Regarding the issue of geography: With many social media platforms adding the ability to geographically reference any published content information (e.g. Twitter GeoTagging, Facebook Places), and the wide-spread use of GPS sensors in portable devices like digital cameras and smartphones, we can expect to encounter much more georeferenced Web 2.0 content. This leads to the question, whether this turns the content actually into geographic information. A common assertion in the geographic information industry is that 80% of all information is related to geographic features. This assertion stands on shaky foundations (compare Hahmann, Burghardt and Weber 2011), and it leaves open the question whether a geographic reference is enough to make information geographic. It seems to make sense to distinguish between geographically enriched information (implicitly geographic), and truly geographic information that is about a place (explicitly geographic).

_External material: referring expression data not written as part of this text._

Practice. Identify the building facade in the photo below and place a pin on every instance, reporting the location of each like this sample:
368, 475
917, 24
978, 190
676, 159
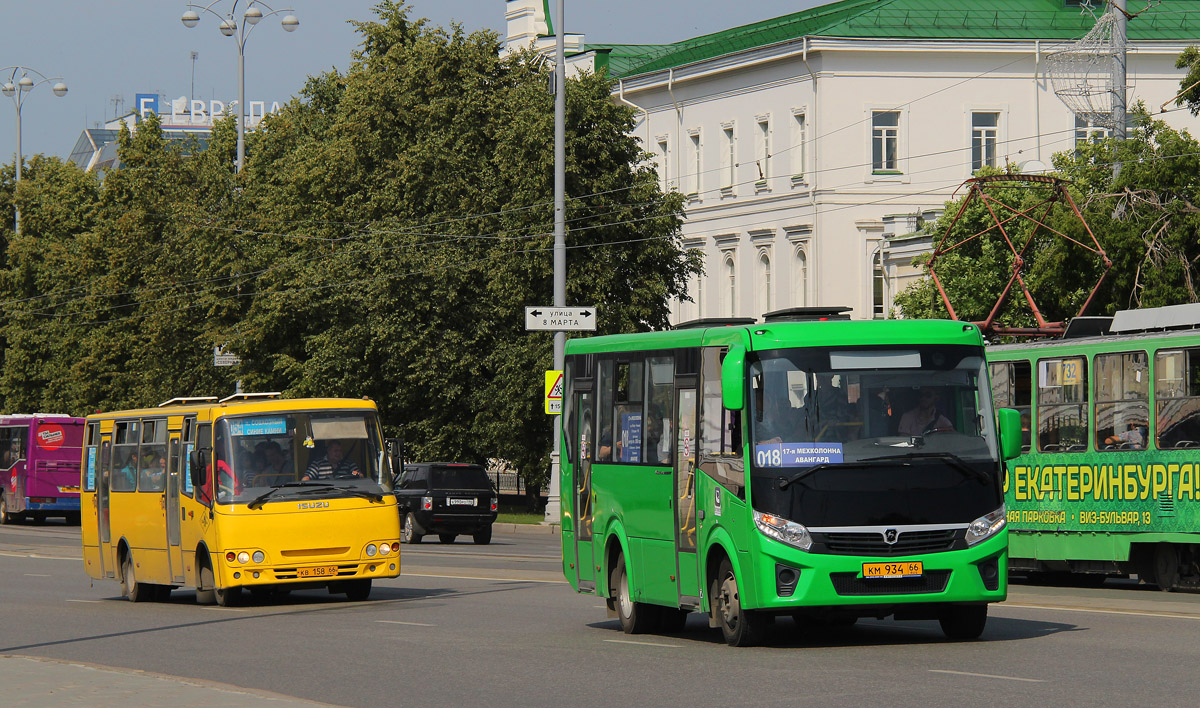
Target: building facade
814, 147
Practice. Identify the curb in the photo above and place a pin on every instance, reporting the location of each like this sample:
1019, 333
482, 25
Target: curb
527, 528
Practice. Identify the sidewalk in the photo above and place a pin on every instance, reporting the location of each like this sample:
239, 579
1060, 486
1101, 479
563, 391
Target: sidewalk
40, 683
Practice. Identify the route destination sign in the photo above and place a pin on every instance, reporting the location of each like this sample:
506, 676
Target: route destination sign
561, 318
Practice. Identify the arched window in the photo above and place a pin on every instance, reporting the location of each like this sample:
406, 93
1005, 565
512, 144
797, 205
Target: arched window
765, 293
731, 287
802, 277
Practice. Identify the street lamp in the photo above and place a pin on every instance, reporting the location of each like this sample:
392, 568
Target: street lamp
17, 91
231, 28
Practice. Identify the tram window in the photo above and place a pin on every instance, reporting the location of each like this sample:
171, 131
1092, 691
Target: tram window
1122, 401
1062, 405
1177, 399
1012, 387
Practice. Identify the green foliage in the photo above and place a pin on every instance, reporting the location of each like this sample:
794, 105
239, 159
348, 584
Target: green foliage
383, 239
1144, 219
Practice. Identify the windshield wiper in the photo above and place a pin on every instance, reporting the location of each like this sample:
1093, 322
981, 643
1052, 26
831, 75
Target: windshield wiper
262, 498
786, 483
954, 460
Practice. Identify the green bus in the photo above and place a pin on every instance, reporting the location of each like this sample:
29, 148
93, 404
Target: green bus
760, 469
1107, 484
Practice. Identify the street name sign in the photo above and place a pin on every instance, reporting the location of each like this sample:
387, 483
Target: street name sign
561, 318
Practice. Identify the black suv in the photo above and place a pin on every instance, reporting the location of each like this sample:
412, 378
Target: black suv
445, 498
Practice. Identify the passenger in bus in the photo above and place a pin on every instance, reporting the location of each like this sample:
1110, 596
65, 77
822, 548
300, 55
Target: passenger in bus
924, 418
333, 466
1134, 438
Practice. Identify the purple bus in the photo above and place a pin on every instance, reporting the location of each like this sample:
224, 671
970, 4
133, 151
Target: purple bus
40, 460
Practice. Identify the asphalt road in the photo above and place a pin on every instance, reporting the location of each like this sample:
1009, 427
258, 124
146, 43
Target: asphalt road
496, 625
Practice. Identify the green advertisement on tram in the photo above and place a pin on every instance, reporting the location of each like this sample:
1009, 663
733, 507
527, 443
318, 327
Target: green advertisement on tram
805, 466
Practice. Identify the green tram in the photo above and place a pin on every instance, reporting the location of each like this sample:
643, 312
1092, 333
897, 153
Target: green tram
1107, 483
750, 471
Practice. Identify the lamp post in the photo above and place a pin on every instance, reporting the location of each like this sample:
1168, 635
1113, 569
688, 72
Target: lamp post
17, 89
231, 28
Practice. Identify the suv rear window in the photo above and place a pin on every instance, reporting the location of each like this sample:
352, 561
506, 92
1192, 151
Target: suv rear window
459, 478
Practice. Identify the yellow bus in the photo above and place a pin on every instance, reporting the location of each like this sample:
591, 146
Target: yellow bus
251, 492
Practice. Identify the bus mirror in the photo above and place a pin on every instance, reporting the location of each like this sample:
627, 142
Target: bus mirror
733, 378
1009, 432
197, 465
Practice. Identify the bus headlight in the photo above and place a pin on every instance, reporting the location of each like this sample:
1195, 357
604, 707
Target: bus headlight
985, 526
781, 529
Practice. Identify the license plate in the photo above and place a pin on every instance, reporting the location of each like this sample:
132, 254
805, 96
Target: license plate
318, 571
906, 569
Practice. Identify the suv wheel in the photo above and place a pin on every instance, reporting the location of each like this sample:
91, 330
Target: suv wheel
411, 534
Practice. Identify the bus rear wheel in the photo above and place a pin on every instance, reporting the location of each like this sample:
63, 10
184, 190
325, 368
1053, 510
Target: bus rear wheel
636, 618
963, 622
739, 627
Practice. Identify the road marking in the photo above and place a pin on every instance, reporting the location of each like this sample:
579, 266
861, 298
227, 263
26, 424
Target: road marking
643, 643
1035, 681
1133, 612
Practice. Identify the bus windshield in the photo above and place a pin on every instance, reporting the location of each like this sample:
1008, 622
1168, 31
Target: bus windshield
298, 451
873, 435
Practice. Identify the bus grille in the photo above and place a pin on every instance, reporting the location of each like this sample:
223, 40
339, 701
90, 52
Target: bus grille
849, 583
871, 543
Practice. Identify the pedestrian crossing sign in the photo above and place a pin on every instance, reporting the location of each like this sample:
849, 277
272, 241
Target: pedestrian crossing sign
553, 393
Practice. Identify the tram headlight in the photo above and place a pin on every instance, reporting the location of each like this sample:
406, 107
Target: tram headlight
987, 526
781, 529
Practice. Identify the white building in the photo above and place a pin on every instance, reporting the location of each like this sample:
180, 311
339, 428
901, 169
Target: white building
809, 145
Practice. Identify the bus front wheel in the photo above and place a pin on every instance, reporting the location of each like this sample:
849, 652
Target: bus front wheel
963, 622
739, 627
636, 618
132, 589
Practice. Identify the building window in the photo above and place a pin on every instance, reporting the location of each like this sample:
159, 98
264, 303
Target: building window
877, 283
731, 283
799, 135
885, 141
984, 127
664, 163
729, 157
765, 298
802, 277
1089, 132
694, 162
763, 149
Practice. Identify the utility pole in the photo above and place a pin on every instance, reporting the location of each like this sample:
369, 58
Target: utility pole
553, 504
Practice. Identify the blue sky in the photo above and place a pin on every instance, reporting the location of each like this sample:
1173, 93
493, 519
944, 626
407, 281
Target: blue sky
108, 51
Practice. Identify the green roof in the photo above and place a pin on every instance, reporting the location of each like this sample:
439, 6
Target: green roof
909, 19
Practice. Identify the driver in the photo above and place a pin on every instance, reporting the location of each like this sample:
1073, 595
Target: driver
924, 417
334, 465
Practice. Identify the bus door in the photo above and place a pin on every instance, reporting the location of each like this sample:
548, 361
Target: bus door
581, 491
685, 495
175, 465
102, 513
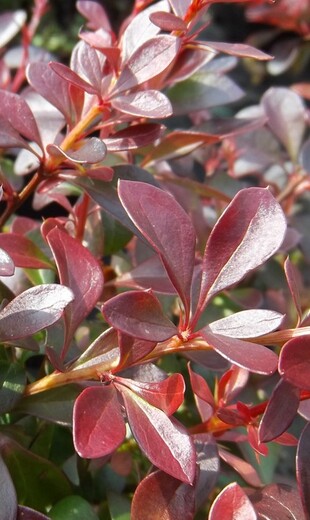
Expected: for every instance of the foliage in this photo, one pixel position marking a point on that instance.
(155, 329)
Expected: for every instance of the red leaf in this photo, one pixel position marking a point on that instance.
(303, 467)
(151, 209)
(294, 362)
(280, 412)
(247, 324)
(160, 496)
(167, 395)
(250, 231)
(146, 103)
(232, 504)
(149, 60)
(139, 314)
(24, 252)
(251, 356)
(164, 440)
(85, 280)
(98, 423)
(33, 310)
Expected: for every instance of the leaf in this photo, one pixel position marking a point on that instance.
(149, 60)
(139, 314)
(232, 504)
(80, 271)
(303, 467)
(251, 356)
(72, 507)
(280, 412)
(8, 501)
(167, 395)
(98, 424)
(147, 103)
(24, 252)
(151, 209)
(33, 310)
(7, 266)
(247, 324)
(286, 117)
(16, 110)
(164, 440)
(250, 231)
(277, 501)
(160, 496)
(294, 362)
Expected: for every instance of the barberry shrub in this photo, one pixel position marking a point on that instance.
(154, 325)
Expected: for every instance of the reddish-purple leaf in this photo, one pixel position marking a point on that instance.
(237, 49)
(72, 77)
(164, 440)
(232, 504)
(247, 472)
(160, 496)
(24, 252)
(139, 314)
(15, 110)
(146, 103)
(133, 349)
(303, 468)
(294, 283)
(98, 423)
(294, 362)
(149, 60)
(133, 137)
(286, 117)
(7, 266)
(33, 310)
(168, 21)
(91, 151)
(251, 356)
(277, 501)
(8, 500)
(250, 231)
(85, 279)
(168, 395)
(280, 412)
(151, 209)
(247, 324)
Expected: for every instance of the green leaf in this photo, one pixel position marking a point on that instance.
(72, 507)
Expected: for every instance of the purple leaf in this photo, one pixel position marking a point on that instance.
(251, 356)
(247, 324)
(85, 280)
(7, 266)
(139, 314)
(286, 117)
(8, 500)
(164, 440)
(303, 467)
(92, 151)
(232, 504)
(277, 501)
(146, 103)
(98, 423)
(15, 110)
(280, 412)
(151, 209)
(24, 252)
(149, 60)
(250, 231)
(33, 310)
(160, 496)
(294, 362)
(167, 395)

So, to recap, I suggest to consider whether the information was truly volunteered or only shared with the public, and whether the geographic aspect is only a reference or core the theme of the information. The combination of these two dimensions gives us a matrix of four types of information:

  1. Explicitly geographic and explicitly volunteered: This is “True” volunteered geographic information (VGI) in the strictest sense. Examples include Open Street Map.
  2. Explicitly geographic but implicitly volunteered: User-generated geographic content (UGGC). Examples would include any public Tweet referring to the properties of an indentifiable place.
  3. Implicitly geographic but explicitly volunteered: Volunteered (geo)spatial information (VSI). Examples would include Wikipedia articles about non-geographic topics, which contain place names (e.g. articles about a person, mentioning place of birth, etc.).
  4. Implicitly geographic and implicitly volunteered: User-generated (geo)spatial content (UGSC) such as a Tweet simply mentioning a place in the context of another (non-geographic) topic.

And of course the rest (or umbrella term?) of UGC for anything not captured by the above.

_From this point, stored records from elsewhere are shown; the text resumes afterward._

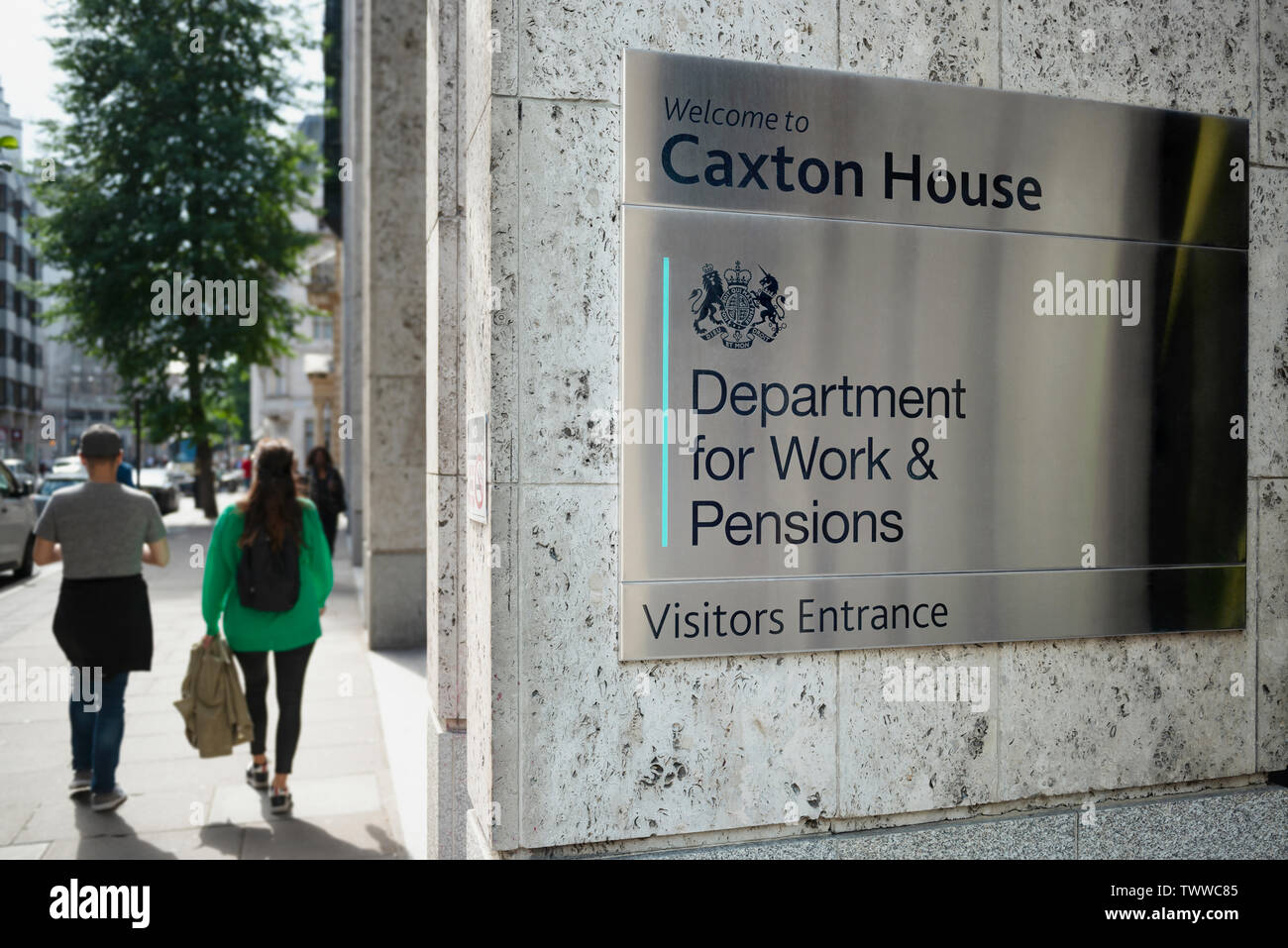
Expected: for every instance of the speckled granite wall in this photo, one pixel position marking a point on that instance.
(393, 322)
(570, 747)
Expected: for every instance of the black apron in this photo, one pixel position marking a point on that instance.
(106, 623)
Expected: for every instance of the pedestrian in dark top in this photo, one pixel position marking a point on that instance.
(326, 491)
(103, 532)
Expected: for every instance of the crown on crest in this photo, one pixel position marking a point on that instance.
(737, 275)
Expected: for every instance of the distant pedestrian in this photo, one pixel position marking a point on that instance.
(326, 491)
(268, 575)
(103, 532)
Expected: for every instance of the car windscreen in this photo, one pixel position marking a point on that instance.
(55, 484)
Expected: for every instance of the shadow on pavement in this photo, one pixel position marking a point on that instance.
(297, 839)
(93, 826)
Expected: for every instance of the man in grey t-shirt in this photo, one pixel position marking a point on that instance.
(103, 532)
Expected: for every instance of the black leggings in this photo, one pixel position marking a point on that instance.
(290, 687)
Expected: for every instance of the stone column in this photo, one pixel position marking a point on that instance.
(351, 270)
(443, 441)
(393, 324)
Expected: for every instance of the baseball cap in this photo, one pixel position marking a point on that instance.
(101, 441)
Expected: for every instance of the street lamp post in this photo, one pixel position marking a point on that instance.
(138, 441)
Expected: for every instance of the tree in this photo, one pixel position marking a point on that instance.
(172, 163)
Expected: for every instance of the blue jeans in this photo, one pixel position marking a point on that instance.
(97, 734)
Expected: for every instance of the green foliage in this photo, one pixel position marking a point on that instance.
(172, 162)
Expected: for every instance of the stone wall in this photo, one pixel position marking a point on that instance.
(565, 747)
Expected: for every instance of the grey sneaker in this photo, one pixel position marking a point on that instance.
(257, 776)
(279, 802)
(81, 781)
(101, 802)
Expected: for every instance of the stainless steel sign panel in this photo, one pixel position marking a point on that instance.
(776, 140)
(1057, 430)
(681, 620)
(874, 399)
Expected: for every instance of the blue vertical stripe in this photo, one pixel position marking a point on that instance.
(666, 384)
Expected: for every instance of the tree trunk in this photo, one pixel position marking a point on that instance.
(204, 487)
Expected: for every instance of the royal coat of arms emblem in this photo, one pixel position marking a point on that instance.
(734, 311)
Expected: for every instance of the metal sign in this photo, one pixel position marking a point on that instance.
(477, 468)
(893, 421)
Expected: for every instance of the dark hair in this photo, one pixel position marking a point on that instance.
(312, 462)
(270, 505)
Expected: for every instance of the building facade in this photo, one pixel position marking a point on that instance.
(502, 121)
(296, 397)
(22, 350)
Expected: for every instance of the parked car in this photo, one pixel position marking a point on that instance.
(163, 492)
(65, 463)
(181, 476)
(56, 480)
(22, 471)
(17, 524)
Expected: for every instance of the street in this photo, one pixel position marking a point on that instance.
(179, 805)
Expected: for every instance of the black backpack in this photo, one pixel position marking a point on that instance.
(268, 579)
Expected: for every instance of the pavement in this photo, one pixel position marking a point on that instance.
(347, 805)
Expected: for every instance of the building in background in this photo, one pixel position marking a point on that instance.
(296, 397)
(22, 368)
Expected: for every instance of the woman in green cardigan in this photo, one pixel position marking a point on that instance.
(270, 510)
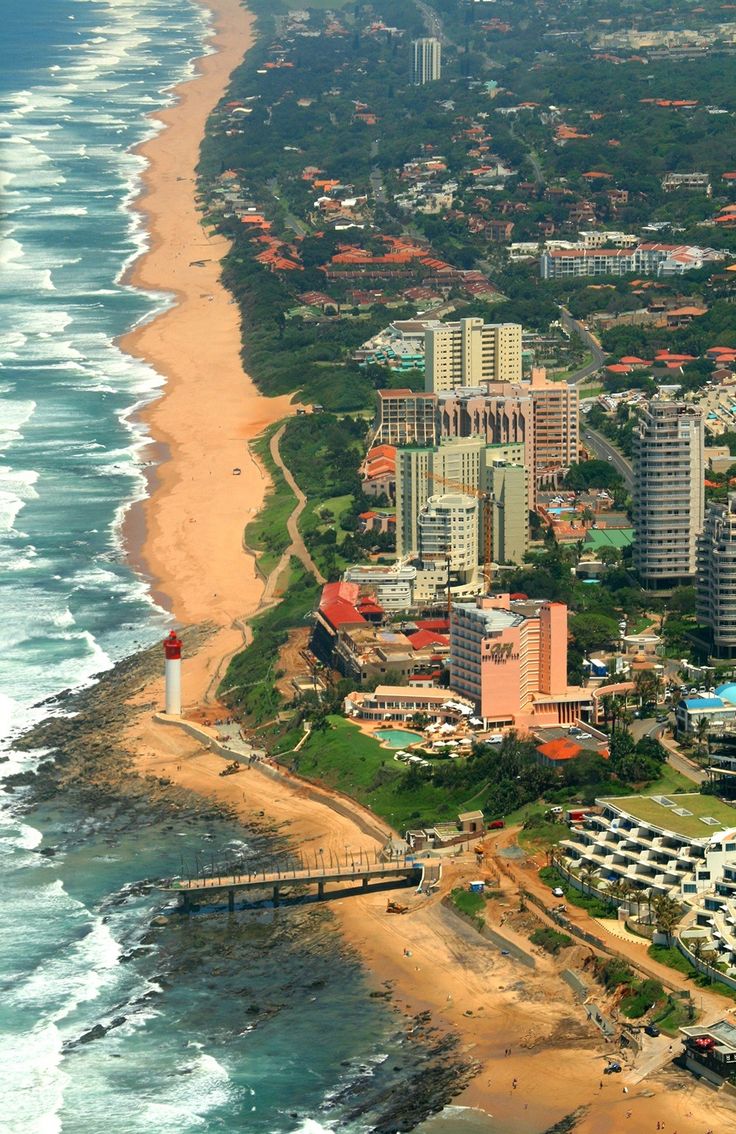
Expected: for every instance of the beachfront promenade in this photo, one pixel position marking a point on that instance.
(426, 872)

Following this, it seemed obvious that we had gone from VGI to UGGC, when we collected Tweets about forest fires: A forest fire can be viewed as the property of a place (forest is burning or has burnt), and unless sent (volunteered) to a specific portal, it is not explicitly volunteered (although the authors certainly expect it to be read).

We have discussed this a lot, but there are still many open questions or borderline cases. Does it make sense to use “geospatial” as distinctive from “geographic”? For me, yes, with “geospatial” enabling georeferencing and “geographic” describing properties of a place, but there has been an unfortunate blending (some would say confounding) of these terms in the literature. Further, does it make sense to distinguish between content and information? Finally, “User-generated” is problematic because it implies a hierarchy between user and system – try imagining Web 2.0 platforms without users – what’s left?

The gentle reader is encouraged to voice his/her thoughts!